Deputado federal mais votado em 2022, com 1,47 milhão de votos, Nikolas Ferreira tem 26 anos, foi vereador em Belo Horizonte e é formado em Direito pela Pontifícia Universidade Católica de Minas Gerais.

Na Câmara, Nikolas Ferreira atua em pautas ligadas à família, à religião e à liberdade econômica.

Questão de ordem

Durante o processo de votação, vários deputados se manifestaram sobre a indicação de Ferreira para a presidência da Comissão de Educação.

A deputada Sâmia Bomfim (Psol-SP) apresentou questão de ordem para contestar a indicação do deputado. Ela alega que ele não possui conduta ilibada e não faz jus ao mandato. “Ele é réu no Tribunal de Justiça de Minas Gerais em função de um vídeo que gravou de uma estudante de 14 anos que estava utilizando o banheiro”, lembrou a deputada. “E também foi condenado em segunda instância a pagar R$ 30 mil à deputada Duda Salabert, porque ele também foi transfóbico dizendo que a deputada seria um homem”, acrescentou.

A deputada Fernanda Melchionna (Psol-RS) reforçou os argumentos da colega. “Não é possível que a Comissão de Educação, que trata de um dos principais assuntos da Casa, seja presidida por alguém já condenado em primeira e segunda instâncias por transfobia”, protestou.

Dia da Mulher

Ela lembrou ainda o episódio protagonizado por Ferreira em 2023, no Dia Internacional da Mulher, quando ele vestiu uma peruca durante discurso na tribuna da Câmara como forma de assumir o lugar de fala de mulheres. “Ele deveria ter sido cassado pelo Conselho de Ética pelo desrespeito às mulheres no 8 de março do ano passado”, acrescentou Melchionna.

Em defesa de Ferreira, o deputado Sargento Gonçalves (PL-RN) disse que os posicionamentos políticos do deputado devem ser respeitados e avaliou que ele deverá ponderar sua posição ideológica ao presidir o colegiado.

“Cada um desses deputados que estão aqui tem uma posição político-ideológica. E aí cabe ao presidente ponderar, nessa condição, com legitimidade, e saber exercer o cargo que estará ocupando”, disse Gonçalves.

Diálogo

O deputado Sóstenes Cavalcante (PL-RJ) também saiu em defesa do colega de partido e disse que Ferreira vai manter amplo diálogo com todos os partidos. “Eu tenho certeza de que o deputado Nikolas, o nosso indicado do partido, vai ter diálogo com todos, vai respeitar o governo, vai respeitar o Partido dos Trabalhadores, e a pauta será consensual, até porque senão a comissão não andaria”, disse.

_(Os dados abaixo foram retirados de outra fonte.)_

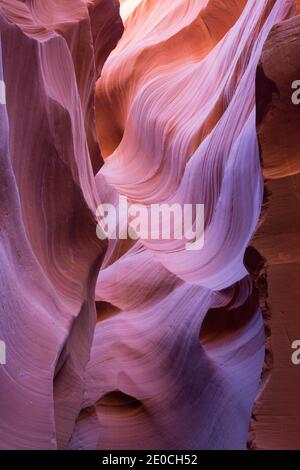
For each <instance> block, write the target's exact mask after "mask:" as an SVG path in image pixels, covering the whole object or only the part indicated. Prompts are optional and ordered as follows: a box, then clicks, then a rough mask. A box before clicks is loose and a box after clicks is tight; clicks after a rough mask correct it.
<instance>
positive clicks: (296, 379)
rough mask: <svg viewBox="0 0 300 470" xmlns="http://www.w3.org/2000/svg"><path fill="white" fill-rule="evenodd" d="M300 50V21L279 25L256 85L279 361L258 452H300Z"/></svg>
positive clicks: (271, 37)
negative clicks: (282, 451) (296, 365)
mask: <svg viewBox="0 0 300 470" xmlns="http://www.w3.org/2000/svg"><path fill="white" fill-rule="evenodd" d="M299 47H300V17H299V16H296V17H295V18H291V19H289V20H287V21H284V22H283V23H280V24H278V25H276V26H275V27H274V28H273V29H272V31H271V33H270V35H269V37H268V40H267V42H266V43H265V45H264V49H263V53H262V57H261V64H260V67H259V69H258V80H257V106H258V109H259V113H258V123H257V130H258V137H259V142H260V148H261V157H262V163H263V168H264V175H265V177H266V178H267V181H266V186H267V188H268V191H269V192H270V193H271V195H270V197H269V202H268V206H269V208H268V210H267V211H266V214H265V217H264V221H263V223H262V225H261V227H260V228H259V230H258V232H257V234H256V236H255V239H254V244H255V246H256V247H257V248H258V249H259V251H260V252H261V253H262V254H263V256H264V257H265V258H266V259H267V262H268V285H269V301H268V302H269V306H270V311H271V315H272V317H271V321H270V327H271V332H272V334H271V343H270V345H271V349H272V352H273V356H274V365H273V370H272V374H271V376H270V380H269V382H268V386H267V387H266V388H265V390H264V393H263V394H262V396H261V397H260V400H259V401H258V402H257V406H256V409H255V415H256V420H255V422H254V430H255V435H256V439H255V440H256V446H257V447H258V448H263V449H278V448H279V449H280V448H283V449H299V448H300V409H299V405H298V398H297V395H298V392H297V390H299V386H300V373H299V370H298V367H297V366H295V365H293V364H292V362H291V354H292V349H291V344H292V342H293V341H294V340H295V339H299V338H300V319H299V302H300V291H299V272H300V248H299V237H300V223H299V221H300V219H299V200H300V199H299V198H300V175H299V172H300V158H299V125H300V107H299V106H295V105H294V104H293V103H292V100H291V96H292V92H293V90H292V88H291V85H292V83H293V82H294V81H295V80H298V79H299V76H300V75H299V74H300V64H299ZM267 90H269V91H270V92H269V93H267V92H266V91H267ZM266 97H268V99H266Z"/></svg>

O deputado Rogério Correia (PT-MG) também questionou a candidatura de Ferreira, alegando que o parlamentar não poderia participar do pleito por estar em licença-paternidade. O deputado Moses Rodrigues (União-CE), que presidia os trabalhos, explicou que a presença física do candidato não é uma exigência para a eleição.

O que faz a comissão

A Comissão de Educação tem como atribuição a pauta de assuntos relativos à educação em geral; política e sistema educacional, em seus aspectos institucionais, estruturais, funcionais e legais; direito à educação; e recursos humanos e financeiros para o setor.